İnsanları insanlardan ne anladıkları sebebiyle değil, ne konuştukları sebebiyle tefrik edebiliriz. Bu manada Türkçe diye bir şey doğmuş ve bu Türkçenin doğuşuyla beraber millî bir haslet olmuştur. Türkçe doğarken Türk Milleti oluşmuş, tekevvün etmiştir. Bunun müşahhas yanı, Türkçe dediğimiz şeyin bilhassa Yunus Emre’den önce tekkeler, zaviyeler ve medreselerde; Yunus Emre’den sonra da yine Kur’an ve Hadis bilgisi ışığı altında doğmuş olan dil olmasıdır.

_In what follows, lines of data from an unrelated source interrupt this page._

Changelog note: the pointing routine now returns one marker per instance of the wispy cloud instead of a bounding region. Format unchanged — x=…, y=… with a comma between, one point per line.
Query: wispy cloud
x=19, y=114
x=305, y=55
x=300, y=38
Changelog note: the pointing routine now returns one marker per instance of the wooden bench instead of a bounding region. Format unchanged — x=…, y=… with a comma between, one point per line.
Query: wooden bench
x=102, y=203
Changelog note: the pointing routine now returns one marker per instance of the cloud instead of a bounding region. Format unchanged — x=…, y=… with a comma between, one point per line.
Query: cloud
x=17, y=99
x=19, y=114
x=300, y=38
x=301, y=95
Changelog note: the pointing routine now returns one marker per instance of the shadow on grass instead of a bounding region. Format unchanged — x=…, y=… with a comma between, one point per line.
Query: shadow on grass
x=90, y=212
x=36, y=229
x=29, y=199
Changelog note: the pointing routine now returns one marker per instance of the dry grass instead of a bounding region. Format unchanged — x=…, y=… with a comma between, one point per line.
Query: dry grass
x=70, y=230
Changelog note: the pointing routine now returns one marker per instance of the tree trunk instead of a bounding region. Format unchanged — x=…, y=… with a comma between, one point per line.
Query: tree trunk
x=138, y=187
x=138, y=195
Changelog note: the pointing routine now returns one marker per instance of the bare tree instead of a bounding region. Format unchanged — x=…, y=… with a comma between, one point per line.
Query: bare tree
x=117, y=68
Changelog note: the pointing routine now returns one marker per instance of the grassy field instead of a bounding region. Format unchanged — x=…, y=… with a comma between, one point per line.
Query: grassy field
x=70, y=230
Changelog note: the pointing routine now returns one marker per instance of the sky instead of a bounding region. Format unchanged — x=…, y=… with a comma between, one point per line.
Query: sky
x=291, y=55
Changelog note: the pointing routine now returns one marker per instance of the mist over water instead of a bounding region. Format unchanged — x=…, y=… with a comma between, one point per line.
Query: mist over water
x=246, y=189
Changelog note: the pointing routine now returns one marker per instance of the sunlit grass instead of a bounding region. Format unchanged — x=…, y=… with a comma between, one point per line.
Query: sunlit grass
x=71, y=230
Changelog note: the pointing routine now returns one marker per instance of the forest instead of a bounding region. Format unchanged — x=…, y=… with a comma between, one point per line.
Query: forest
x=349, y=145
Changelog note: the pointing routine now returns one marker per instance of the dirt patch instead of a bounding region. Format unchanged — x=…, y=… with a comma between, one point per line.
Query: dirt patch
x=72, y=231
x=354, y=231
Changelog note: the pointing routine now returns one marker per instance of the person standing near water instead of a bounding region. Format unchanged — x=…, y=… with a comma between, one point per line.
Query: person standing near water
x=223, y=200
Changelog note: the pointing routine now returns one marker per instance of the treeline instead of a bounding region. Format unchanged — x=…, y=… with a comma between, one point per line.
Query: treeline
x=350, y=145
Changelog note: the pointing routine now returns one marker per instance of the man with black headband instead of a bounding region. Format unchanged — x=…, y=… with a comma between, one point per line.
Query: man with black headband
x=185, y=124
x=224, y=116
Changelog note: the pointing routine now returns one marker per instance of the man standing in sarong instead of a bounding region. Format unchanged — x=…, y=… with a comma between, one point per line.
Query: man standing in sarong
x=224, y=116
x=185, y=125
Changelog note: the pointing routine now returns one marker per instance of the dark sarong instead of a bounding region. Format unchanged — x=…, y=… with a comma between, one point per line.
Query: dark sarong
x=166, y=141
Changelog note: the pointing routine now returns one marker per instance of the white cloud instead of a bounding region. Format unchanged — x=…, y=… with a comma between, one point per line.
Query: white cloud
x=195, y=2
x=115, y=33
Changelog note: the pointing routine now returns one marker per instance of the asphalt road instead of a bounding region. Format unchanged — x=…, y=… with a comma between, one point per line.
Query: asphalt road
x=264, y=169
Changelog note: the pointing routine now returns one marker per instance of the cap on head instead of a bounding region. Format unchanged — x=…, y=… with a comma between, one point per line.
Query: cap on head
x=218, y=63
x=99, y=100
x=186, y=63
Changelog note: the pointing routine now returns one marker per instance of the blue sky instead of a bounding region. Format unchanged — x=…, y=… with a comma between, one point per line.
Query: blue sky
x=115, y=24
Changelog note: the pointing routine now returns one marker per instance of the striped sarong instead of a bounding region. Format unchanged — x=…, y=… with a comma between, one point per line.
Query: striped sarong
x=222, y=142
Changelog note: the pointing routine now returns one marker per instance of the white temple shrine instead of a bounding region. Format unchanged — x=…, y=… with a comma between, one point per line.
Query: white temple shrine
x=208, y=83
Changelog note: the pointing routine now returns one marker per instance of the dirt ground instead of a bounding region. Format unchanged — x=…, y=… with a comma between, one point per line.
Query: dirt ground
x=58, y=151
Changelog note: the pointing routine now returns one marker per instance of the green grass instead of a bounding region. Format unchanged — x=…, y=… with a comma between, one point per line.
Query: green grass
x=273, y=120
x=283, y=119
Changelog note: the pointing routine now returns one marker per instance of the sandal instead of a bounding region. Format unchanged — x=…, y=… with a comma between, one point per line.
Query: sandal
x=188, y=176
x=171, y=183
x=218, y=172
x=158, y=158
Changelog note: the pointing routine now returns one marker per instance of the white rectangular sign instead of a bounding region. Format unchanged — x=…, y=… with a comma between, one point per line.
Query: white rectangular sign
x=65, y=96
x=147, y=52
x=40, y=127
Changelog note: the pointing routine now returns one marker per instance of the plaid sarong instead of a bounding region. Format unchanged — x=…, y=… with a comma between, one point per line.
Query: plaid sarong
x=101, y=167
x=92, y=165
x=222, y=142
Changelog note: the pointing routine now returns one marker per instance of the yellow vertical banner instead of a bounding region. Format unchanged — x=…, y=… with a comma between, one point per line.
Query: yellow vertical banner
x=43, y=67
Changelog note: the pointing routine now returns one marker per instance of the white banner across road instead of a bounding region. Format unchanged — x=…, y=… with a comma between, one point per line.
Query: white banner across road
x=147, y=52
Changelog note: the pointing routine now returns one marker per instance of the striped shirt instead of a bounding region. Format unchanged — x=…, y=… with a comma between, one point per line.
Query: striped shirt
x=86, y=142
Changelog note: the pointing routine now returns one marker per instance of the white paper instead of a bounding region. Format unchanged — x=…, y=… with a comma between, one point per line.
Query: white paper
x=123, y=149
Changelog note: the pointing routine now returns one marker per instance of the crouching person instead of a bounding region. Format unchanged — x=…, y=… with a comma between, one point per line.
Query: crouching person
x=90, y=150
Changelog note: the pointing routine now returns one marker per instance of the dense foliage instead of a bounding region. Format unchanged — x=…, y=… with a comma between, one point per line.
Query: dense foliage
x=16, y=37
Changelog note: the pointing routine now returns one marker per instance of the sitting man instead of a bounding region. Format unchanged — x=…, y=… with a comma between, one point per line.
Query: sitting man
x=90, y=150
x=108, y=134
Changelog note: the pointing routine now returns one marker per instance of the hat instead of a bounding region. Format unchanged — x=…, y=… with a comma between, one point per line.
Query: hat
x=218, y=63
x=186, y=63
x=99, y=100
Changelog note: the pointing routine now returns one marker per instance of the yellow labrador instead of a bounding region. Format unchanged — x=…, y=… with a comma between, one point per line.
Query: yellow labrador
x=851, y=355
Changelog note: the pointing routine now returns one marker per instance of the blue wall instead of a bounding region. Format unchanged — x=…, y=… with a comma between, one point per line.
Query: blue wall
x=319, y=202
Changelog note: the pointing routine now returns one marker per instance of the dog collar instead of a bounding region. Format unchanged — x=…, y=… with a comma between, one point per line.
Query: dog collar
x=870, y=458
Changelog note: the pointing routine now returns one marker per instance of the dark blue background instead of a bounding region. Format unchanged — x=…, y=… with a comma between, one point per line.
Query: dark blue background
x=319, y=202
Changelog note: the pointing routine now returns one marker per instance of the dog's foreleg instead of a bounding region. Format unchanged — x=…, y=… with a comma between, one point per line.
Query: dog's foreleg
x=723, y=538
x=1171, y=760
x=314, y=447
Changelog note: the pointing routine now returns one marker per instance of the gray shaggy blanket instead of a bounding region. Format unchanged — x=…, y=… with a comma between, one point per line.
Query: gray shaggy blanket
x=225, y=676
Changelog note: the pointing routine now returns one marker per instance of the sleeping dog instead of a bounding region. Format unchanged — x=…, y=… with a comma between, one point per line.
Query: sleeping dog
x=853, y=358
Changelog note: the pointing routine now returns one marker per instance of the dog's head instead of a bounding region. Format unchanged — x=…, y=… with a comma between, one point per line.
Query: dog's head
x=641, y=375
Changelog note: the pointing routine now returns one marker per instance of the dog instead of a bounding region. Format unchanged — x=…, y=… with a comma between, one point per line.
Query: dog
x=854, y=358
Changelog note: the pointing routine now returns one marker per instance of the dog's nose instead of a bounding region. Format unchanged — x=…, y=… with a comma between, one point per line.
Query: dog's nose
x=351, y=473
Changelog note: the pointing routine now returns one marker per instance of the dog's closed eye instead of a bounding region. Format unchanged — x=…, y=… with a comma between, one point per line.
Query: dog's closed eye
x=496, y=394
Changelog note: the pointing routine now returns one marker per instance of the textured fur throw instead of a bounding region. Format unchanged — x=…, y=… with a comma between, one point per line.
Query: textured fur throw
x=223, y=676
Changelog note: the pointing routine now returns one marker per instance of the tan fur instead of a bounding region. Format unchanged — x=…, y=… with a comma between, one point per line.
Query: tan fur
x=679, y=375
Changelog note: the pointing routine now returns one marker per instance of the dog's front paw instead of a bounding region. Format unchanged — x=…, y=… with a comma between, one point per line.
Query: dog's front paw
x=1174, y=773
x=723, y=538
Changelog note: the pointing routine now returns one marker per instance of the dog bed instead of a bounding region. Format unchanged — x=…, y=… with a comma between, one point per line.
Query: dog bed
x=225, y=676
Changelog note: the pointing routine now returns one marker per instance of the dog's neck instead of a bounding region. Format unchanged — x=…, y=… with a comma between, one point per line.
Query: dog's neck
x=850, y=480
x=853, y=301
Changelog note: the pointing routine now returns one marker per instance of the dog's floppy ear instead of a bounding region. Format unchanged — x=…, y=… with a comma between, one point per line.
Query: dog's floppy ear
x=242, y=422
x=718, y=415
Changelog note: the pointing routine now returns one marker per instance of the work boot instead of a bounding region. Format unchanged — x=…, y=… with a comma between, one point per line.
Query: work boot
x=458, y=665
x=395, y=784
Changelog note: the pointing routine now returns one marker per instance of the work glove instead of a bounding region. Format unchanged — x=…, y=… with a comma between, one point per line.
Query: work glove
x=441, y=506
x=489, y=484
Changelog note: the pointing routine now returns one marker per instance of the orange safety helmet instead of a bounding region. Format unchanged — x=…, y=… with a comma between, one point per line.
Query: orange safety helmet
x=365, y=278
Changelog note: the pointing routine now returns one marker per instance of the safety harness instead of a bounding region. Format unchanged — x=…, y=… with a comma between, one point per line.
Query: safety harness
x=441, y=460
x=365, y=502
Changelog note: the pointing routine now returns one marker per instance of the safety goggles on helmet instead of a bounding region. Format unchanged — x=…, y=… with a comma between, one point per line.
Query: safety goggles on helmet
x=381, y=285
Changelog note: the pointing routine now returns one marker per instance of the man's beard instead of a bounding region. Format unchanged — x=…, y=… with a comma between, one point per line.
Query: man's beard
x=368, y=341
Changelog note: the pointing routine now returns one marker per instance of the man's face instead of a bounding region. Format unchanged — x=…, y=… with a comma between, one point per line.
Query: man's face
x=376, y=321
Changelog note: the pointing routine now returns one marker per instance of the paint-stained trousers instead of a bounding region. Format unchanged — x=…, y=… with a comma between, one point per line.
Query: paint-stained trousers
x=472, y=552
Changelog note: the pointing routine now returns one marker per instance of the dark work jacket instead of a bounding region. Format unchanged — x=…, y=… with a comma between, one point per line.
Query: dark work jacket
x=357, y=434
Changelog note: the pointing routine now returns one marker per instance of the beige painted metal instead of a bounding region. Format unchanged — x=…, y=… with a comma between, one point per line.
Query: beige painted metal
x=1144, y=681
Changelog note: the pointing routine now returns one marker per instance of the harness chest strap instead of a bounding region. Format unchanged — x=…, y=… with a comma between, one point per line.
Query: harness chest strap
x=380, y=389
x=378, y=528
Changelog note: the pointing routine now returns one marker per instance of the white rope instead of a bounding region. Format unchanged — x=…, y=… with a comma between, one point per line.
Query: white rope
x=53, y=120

Türkçe dediğimiz dil Arap sarf ve nahvini bilen insanların hayatlarını itikatlarına uygun bir şekilde idame ettirme gayretleriyle kavuştukları dildir. Bizim XIII. asırdan itibaren dilimizin teşkilinde neye inandığımız, niçin amel ettiğimiz tayin edici olmuştur ve buradan Türkçe doğmuştur. Türkçe dediğimiz dil ahalinin, avamın dili değildir; avam, bilenlerden o dili öğrenmiştir. Yani bu Türkçe, -tıpkı Latince gibi- yüksek tabakanın kendi aldığı eğitim ve terbiye gereği kelimelere yüklediği mana ile vücut bulmuş bir lisandır. Bizim dilimiz içine Arapça, Farsça doldurulmuş bir Türkçe değildir. Tam tersine Arapça ve Farsça bilen insanların bir ifade imkânı üretmesi sonucunda doğmuş bir dildir. “Saf Türkçe” olduğu söylenen kelimelerimiz dahi Arapça sarf ve nahiv bilindiği için bir form, bir biçim almıştır.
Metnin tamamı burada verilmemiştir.